Activation of HIF and Induction of HIF-Regulated Genes by Cobalt
Activation of HIF by cobalt was confirmed by immunodetection of the transgene in ‘hypoxia-responsive element (HRE)-luciferase’ transgenic rats developed recently in our laboratory28 (Figure 2a). These animals are transgenic rats harboring FLAG-tagged luciferase reporter under the control of HRE. Therefore, the detection of the transgene serves as direct measure of HIF activation. In cobalt-treated rats, the transgene signal was obviously stronger than in those of control rats, in all areas of the kidney. Induction of HIF-1- and HIF-2-regulated genes was quantified by real-time PCR analysis (Figure 2b). At week 9, the amount of EPO and VEGF mRNA significantly increased from 5.8±2.3- and 0.66±0.10-fold to 18.0±2.6- and 1.14±0.12-fold (both P<0.01 vs vehicle) by cobalt. Furthermore, the amount of Tie2 mRNA tended to be higher in the cobalt-treated group (0.90±0.16- and 1.42±0.19-fold (P=0.069)).
Activation of HIF and induction of HIF-regulated genes by cobalt. Cobalt was administered to ‘HRE-luciferase’ transgenic rats for 4 weeks and kidneys were immunoprobed for the transgene (a). The transgene expression was stronger in all areas of the kidney in cobalt-treated rats than in vehicle-treated controls. In addition, renal transcripts of HIF-regulated genes were quantified by real-time PCR (n=4–8). (b) Cobalt administration increased EPO, VEGF and Tie2 mRNA expression. Note also that VEGF mRNA, an angiogenic factor, decreased in the RK group (0.66-fold, P=0.11 vs sham) and was restored rather than overexpressed by cobalt (1.14-fold). The baseline expression levels of EPO, VEGF and Tie2 mRNA in the sham group were arbitrarily set at 1.

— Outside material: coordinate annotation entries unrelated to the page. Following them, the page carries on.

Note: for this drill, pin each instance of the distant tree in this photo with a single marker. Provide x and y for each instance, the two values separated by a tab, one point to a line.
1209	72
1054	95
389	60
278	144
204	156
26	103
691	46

Additionally, rats treated with cobalt had roughened and uneven skin, and furless areas, such as the ears, were erythematous (not shown). These skin phenotypes are similar to those observed in HIF-1α-overexpressing mice described previously.30
Cobalt Treatment Ameliorates Tubulointerstitial Injury in the Remnant Kidney
Representative PAS stainings of sham-operated (sham), vehicle-treated remnant (RK) and cobalt-treated remnant (RK-Co) kidneys are shown (Figure 3a–c). In the glomeruli, focal changes showing mesangial expansion and sclerosis were observed to a similar degree in the RK and RK-Co groups (score 2.43±0.08 vs 2.36±0.12, NS, Figure 3g). In the cortical tubulointerstitium, however, foci of tubular atrophy, dilatation and interstitial fibrosis were less severe in the RK-Co group than in the RK group (score 3.21±0.24 vs 2.51±0.12, P<0.05, Figure 3h). Amelioration of tubular injury was also corroborated by immunostaining with vimentin, a marker of dedifferentiation and tubular injury (Figure 3d–f).

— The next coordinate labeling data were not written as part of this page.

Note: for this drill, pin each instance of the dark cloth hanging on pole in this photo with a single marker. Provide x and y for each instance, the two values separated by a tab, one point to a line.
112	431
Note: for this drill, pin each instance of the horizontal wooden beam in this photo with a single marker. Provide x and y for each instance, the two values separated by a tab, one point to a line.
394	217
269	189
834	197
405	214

Histological improvements by cobalt. PAS staining clarified that the tubulointerstitial injury, such as dilatation and atrophy, was markedly ameliorated by cobalt treatment, while glomerular injury was not improved (a–c). Semiquantitative scoring of glomerular sclerosis and tubulointerstitial injury was summarized in (g–h). Tubulointerstitial vimentin staining was also less severe in the RK-Co group (d–f). Original magnification: × 100.
Glomerular and Peritubular Capillary Networks
Considering that cobalt and HIF activation led to significant histological improvement in the remnant kidney, underlying mechanisms were investigated focusing on glomerular and peritubular capillary networks (Figures 4 and 5). Microscopic views of kidneys in each group are shown in Figure 4a–c. In the glomeruli of the RK group, the number of JG12-positive capillaries decreased from 42.0±2.6 (sham) to 30.9±2.3 (RK). Cobalt treatment restored the number to 39.2±2.7 (P<0.05 vs the RK group; Figure 4d–f and quantified in Figure 5a). The tubulointerstitial capillary density was quantified by measuring the rarefaction index. The index significantly decreased from 18.6±0.9 to 13.7±0.4 (P<0.01 vs the RK group; Figure 4g–i and quantified in Figure 5b), indicating that the tubulointerstitial capillary density was restored by cobalt. The reconstitution of peritubular vascular networks occurred at the microvessel level, because there was no obvious difference in the number of α-SMA-positive vessels between the RK and RK-Co groups (data not shown).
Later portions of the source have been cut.